Он кладёт кубик льда в стакан, затем отправляет в рот, чтобы ощутить холод на языке.
«Не такое уж большое это дело, - размышляет он за очередным глотком рома. – У меня уже была работа в министерстве, ты же мне её и нашла, Амая. А им там вообще было наплевать, защищусь я или нет. Для того чтобы ставить печати на документы, подбивать счета на калькуляторе, писать эти заметки в прессу, я им подходил и так. Кандидатская была последним аккордом, который хотела услышать только ты и никто больше».
Кто-то делает музыку громче.
От ритмов меренге вибрируют стены. Но даже это не пресекает копаний Нафтали в тяжких воспоминаниях о годах, проведённых с Амаей.
«Закончи кандидатскую, парень, давай, допиши, защитись, любовь моя, я тебе помогу, я тебе сделаю пометки, я тебе напишу комментарии, я напишу её всю за тебя, я найму негра, чтобы он её вычитал». Это-то его и подтачивало, потому что она считала Нафтали неспособным выдать двести страниц, полных цитат и с парочкой собственных мыслей. Она думала так и смотрела на него отстранённо, будто все эти годы были ошибкой, одним большим невыполненным обещанием.
- Потому что всему виной Неруда, - повторяет он вслух.
На заднем плане женский голос просит поставить песню Гектора Лавоэ, а хозяин вечеринки кричит, что нет, что ни за какой хрен, ночь меренге, сеньоры, счастливые восьмидесятые, меренге, божественное сокровище, ты уходишь, чтобы не вернуться.

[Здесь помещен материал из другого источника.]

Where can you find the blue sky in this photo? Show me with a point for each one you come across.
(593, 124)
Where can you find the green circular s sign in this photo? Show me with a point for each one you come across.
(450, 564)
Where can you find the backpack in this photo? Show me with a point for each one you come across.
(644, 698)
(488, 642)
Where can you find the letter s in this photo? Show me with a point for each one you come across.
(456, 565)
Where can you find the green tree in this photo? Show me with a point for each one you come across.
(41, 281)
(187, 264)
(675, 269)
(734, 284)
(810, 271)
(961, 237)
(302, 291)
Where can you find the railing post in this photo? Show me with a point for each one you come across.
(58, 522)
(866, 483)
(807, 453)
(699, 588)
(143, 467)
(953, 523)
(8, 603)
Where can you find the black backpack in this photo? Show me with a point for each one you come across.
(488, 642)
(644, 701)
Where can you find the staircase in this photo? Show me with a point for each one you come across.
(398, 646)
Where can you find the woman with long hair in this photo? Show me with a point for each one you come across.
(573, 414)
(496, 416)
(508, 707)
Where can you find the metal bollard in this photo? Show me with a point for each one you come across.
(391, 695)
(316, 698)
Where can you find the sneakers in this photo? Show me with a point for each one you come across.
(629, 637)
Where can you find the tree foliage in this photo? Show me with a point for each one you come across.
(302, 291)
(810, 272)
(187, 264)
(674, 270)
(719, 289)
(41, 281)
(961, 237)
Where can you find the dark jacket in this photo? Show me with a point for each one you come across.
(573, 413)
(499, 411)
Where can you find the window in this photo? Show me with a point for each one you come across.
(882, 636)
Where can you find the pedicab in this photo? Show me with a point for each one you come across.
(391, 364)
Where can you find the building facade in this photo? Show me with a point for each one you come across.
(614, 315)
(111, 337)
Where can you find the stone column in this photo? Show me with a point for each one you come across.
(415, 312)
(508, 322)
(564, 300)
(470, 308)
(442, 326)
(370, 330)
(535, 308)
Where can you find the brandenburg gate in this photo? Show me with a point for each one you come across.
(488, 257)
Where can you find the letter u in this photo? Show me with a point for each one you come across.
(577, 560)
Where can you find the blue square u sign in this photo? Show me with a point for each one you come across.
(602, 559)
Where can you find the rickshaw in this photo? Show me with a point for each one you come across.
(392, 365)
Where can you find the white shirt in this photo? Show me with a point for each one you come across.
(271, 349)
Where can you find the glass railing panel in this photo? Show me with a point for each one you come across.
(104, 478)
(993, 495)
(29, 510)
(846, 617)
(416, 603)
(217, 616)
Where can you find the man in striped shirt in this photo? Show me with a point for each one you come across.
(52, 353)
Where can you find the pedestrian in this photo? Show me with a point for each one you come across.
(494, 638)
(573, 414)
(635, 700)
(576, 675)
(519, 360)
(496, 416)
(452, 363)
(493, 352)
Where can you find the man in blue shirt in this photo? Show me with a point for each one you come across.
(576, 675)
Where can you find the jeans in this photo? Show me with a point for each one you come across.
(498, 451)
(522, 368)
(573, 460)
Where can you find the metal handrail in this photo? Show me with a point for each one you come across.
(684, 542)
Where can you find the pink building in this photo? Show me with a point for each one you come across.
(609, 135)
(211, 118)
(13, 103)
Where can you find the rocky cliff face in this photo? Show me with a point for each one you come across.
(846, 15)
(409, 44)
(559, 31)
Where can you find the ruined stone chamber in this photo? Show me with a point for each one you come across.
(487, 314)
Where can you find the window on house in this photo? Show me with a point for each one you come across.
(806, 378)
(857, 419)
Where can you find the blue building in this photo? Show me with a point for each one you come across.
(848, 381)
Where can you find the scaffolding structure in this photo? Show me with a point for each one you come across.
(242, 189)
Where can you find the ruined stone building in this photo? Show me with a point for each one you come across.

Мужчина разражается хохотом и достаёт девять дисков из сумки.
Нафтали улыбается, подумав о несоответствии последних минут - этот танец в лихорадочном темпе и размазанная Амая.
Снова смотрит с балкона. Вздыхает.
«Теперь-то уж вообще пофиг».
Так-то Нафтали работал в хорошем ритме, сделал много записей, кандидатская уже вырисовывалась перед его мысленным взором, как неотвратимая череда дней и вечеров с ковырянием в документах, газетах, программах. Нафтали хотел выстроить работу в виде истории театральных постановок, реализованных в Латинской Америке, по мотивам текстов Неруды. Работа не такая уж и захватывающая, но Нафтали нравилось расследовать жизнь этого обожаемого поэта, который был знаком ему с отрочества, которому он посвятил многие часы декламации, слёзы, вдохновенные посулы.
В тот момент Амая уже работала в рекламе и одолжила ему денег на поездку в Чили, чтобы там он мог с головой уйти в библиотеки и фонды.
Но там, там и было это стихотворение, там – одно единственное стихотворение, потерянное стихотворение в мизерном, незаметном журнале, стихотворение ничем не выдающегося писателя Ф. Гарсии. Ничего примечательного, однако же от него исходил странный сигнал, красная лампочка загорелась где-то вдалеке.
«Начало конца, Амаечка, а я даже не знаю, с чего это я его прочитал. Вроде искал театральные постановки. Но нет. Ты не понимаешь и не поймёшь ничего. Ты никогда ничего не понимаешь. Лучше запрись в уборной и останься там навсегда. Ты обратила внимание, что лучше не читать незваные стихотворения? Ты обратила внимание, что стихотворение – это бомба заложенная в прошлом? Ты обратила внимание, что стихотворения призывают нас никогда не искать призвания?».